The question:
Find values of $x$ such that $2^x+3^x-4^x+6^x-9^x=1$, $\forall x \in \mathbb R$.
Notice the numbers $4$, $6$ and $9$ can be expressed as powers of $2$ and/or $3$. Hence let $a = 2^x$ and $b=3^x$.
\begin{align} 1 & = 2^x+3^x-4^x+6^x-9^x \\ & = 2^x + 3^x - (2^2)^x + (2\cdot3)^x-(3^2)^x\\ & = 2^x + 3^x - (2^x)^2 + 2^x\cdot3^x-(3^x)^2 \\ & = a+b-a^2+ab-b^2 \\ 0 & = a^2-ab+b^2-a-b+1 \end{align}
\begin{align} 0 & = a^2-ab+b^2-a-b+1 \\ & = 2a^2-2ab+2b^2-2a-2b+2 \\ & = (a^2-2ab+b^2)+(a^2-2a+1)+(b^2-2b+1) \\ & = (a-b)^2 + (a-1)^2 + (b-1)^2 \end{align}
This is where I am stuck.
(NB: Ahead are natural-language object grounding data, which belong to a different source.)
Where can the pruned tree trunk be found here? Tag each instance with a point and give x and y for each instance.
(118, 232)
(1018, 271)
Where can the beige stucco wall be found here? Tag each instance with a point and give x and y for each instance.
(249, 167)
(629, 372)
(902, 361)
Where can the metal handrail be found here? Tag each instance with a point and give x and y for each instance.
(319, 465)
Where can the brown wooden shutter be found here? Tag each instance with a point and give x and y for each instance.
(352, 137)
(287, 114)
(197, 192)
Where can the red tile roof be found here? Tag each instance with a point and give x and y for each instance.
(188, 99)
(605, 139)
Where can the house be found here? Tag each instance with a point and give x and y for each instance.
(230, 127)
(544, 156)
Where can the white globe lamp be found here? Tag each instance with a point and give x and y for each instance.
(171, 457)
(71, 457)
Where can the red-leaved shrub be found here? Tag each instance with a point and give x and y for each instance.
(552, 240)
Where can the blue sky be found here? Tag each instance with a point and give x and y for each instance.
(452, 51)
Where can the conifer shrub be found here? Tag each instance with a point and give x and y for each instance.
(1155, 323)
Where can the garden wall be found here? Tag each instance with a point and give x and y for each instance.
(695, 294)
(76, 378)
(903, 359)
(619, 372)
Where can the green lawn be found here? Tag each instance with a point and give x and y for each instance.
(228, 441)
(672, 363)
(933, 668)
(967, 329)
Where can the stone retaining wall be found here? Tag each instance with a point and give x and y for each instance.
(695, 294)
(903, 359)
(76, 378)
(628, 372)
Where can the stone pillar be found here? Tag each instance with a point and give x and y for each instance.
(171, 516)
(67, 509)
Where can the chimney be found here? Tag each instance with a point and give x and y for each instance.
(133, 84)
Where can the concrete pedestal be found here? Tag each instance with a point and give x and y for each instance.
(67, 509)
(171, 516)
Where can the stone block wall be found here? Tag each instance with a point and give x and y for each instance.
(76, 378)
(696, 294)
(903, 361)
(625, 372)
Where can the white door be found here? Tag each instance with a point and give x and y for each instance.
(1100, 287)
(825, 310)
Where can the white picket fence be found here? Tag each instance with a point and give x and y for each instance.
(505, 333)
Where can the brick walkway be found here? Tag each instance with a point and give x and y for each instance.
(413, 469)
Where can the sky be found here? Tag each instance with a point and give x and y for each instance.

I am convinced that this factorisation could help solve the question, but I don't know how. Also, once we find values for $x$, we must prove that there are no further values of $x$. Could someone complete the question?